I'm Professor Ghrist. We're about to begin Lecture 5 on 
Convergence. Every epic adventure involves facing some 
sort of adversity. It's time that we confronted a challenge. 
Every series involves adding together an infinite number of terms. 
This is dangerous. In this lesson, we'll confront some of 
technicalities associated with adding up an infinite number of terms. 
We'll find that along the way we encounter series that are not only novel, 
but extremely useful. There is clearly a problem with the 
principle that every function has a nice Taylor series about 0. 
It's simply not true. If we look at a function such as log of 
x, then of course, this function is not even defined at x equals 0. 
There's no way that this can be true. One of the reasons behind this is that 
polynomials are simply too nice or simple to capture all of the complexities of 
functions that we see. Another problem is it is dangerous to add 
together an infinite number of terms. One must be careful. 
Let's look at an example where adding together an infinite number of terms can 
lead to something good. Consider the sum 1 plus 1 half plus 1 
half squared plus 1 half cubed, et cetera. 
The sum k goes from 0 to infinity of 1 half to the k. 
As you may be able to guess, from geometry if nothing else, this sum 
converges and converges quite simply to the number 2. 
This is an example of something called a geometric series. 
You may have seen it before. The more general version of the geometric 
series Is 1 plus x, plus x squared, plus x cubed et cetera. 

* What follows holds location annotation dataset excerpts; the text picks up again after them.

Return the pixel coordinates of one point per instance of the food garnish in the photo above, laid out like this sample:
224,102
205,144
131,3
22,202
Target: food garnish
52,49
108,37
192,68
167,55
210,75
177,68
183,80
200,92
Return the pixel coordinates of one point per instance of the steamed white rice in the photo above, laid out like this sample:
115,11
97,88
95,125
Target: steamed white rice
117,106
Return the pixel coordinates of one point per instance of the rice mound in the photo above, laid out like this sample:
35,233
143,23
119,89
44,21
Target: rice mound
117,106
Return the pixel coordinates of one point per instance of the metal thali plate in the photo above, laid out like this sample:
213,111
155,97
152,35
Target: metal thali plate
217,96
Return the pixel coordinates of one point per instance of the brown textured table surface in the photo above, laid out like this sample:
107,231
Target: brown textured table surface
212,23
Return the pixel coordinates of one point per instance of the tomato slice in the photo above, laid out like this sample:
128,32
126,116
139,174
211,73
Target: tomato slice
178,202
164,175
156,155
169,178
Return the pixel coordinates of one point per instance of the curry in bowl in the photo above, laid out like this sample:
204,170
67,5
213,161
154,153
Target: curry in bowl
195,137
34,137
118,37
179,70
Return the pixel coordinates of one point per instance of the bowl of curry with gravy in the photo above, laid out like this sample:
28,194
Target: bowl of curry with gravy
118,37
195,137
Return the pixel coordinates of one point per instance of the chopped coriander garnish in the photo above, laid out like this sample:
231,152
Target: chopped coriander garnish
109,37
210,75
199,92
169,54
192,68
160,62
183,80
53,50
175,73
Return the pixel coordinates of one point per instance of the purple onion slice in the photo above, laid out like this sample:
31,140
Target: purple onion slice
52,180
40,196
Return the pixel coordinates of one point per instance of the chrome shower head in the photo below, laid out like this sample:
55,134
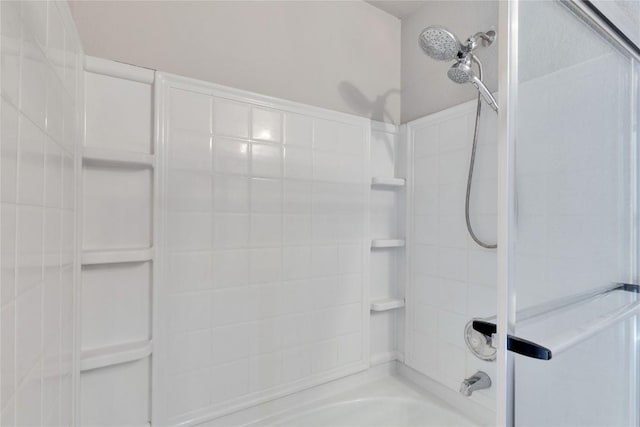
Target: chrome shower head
440,43
461,73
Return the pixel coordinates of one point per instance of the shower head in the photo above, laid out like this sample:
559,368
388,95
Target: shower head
440,43
461,73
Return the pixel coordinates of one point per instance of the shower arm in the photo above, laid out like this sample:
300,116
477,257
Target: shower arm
477,82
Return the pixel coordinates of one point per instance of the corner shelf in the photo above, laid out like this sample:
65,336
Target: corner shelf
386,304
387,243
117,256
114,355
117,157
378,181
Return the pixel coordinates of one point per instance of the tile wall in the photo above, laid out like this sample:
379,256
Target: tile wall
265,222
41,56
452,279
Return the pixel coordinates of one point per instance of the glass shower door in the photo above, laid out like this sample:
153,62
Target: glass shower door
568,251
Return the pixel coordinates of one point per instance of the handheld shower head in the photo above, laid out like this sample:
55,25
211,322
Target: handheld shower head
440,43
461,73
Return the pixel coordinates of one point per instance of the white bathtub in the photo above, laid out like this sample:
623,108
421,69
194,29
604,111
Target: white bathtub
388,399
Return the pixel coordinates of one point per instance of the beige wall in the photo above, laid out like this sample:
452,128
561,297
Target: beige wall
345,55
425,85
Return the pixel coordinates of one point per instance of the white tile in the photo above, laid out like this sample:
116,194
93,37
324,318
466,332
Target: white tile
30,164
264,301
230,230
10,50
324,260
265,371
34,15
189,351
190,312
453,134
266,125
231,193
266,230
264,265
189,271
297,197
119,113
189,191
297,162
298,129
230,343
265,336
8,362
296,229
189,231
295,297
296,262
53,175
348,318
8,149
28,331
296,363
266,160
33,90
190,111
230,118
325,356
296,329
29,247
349,348
452,296
266,195
483,268
350,258
230,156
229,381
230,306
350,289
189,392
230,268
426,141
189,150
452,263
325,136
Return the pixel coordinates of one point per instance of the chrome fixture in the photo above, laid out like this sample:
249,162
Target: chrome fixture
442,45
479,344
478,381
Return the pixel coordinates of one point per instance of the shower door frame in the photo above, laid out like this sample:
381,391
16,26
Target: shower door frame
508,37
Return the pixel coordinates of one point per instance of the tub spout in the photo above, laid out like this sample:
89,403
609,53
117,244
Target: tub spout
477,381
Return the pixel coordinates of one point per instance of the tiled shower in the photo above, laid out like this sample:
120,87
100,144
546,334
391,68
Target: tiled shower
177,251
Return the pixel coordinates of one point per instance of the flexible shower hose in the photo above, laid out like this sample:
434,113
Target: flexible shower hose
472,165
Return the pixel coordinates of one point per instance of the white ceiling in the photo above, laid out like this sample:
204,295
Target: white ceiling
398,8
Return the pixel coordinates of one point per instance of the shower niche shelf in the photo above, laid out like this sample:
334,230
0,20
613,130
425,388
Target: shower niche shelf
378,181
387,243
121,158
116,256
114,355
386,304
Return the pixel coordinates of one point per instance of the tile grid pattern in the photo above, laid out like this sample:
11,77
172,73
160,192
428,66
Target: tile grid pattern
265,237
453,279
40,83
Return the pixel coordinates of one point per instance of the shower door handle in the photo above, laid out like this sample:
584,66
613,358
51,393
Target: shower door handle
515,344
561,343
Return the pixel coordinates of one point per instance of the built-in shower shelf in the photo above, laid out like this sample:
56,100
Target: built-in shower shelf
387,243
117,256
105,156
387,304
378,181
114,355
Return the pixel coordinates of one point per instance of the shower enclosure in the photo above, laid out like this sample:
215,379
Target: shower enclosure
567,247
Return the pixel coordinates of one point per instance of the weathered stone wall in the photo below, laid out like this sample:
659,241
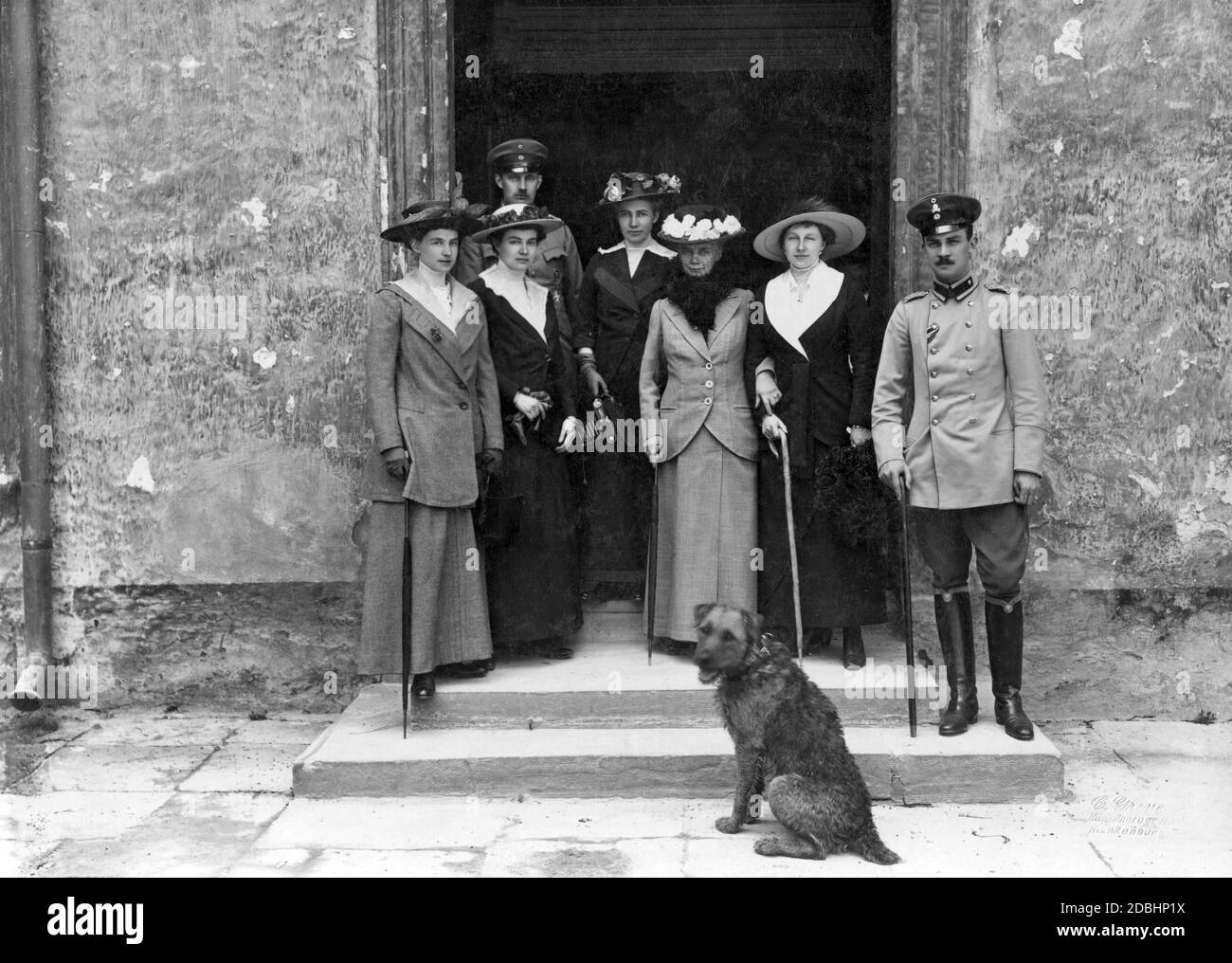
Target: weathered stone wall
209,165
1100,148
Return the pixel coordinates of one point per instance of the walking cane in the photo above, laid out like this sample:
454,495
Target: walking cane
791,546
406,614
906,575
652,564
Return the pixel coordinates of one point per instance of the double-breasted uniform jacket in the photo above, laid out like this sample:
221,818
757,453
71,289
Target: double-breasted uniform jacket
525,360
703,382
980,400
612,308
430,391
557,266
832,388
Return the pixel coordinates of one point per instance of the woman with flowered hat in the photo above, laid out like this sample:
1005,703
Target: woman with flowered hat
614,305
530,518
700,430
824,345
435,416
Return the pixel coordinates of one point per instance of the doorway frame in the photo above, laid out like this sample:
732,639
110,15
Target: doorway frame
929,115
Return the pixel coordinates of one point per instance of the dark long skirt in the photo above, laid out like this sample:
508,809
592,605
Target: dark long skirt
534,583
839,585
616,510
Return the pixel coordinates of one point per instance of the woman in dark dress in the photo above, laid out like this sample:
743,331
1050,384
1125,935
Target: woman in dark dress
530,523
821,345
619,287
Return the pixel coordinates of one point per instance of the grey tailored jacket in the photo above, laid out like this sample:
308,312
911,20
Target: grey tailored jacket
431,391
703,385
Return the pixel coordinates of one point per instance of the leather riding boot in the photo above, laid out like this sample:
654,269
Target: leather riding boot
959,649
853,646
1006,659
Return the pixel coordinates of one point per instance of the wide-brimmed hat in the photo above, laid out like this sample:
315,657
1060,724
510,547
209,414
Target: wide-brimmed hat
637,186
426,216
516,216
698,225
848,231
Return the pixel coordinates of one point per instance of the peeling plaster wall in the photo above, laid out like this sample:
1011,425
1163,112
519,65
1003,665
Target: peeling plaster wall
209,165
1100,149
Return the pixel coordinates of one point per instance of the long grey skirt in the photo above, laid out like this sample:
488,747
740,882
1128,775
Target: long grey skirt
707,534
448,621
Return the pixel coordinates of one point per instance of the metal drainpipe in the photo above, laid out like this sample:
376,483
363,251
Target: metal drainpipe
32,373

The sum k goes from 0 to infinity of x to the k. 
The geometric series says that this equals 1 over 1 minus x, so that for 
example, if x equals 1 half, this sum converges to 2. 
How would you how would you prove something like this even for values for x 
not equal to 1 half? Well, let's see. 
Let us take this infinite sum and call it y. 
If we multiply this by x, then we obtain x plus x squared plus x cubed, et cetera. 
If we were to subtract that from our original series y, then we see that 
everything cancels except for the first term. 
So that y minus x times y equals 1. Factoring and solving for y gives that y 
equals 1 over 1 minus x. That is clear as far as an algebraic 
manipulation. But does this actually work? 
Does it make sense? What happens if we plug in x equals 1?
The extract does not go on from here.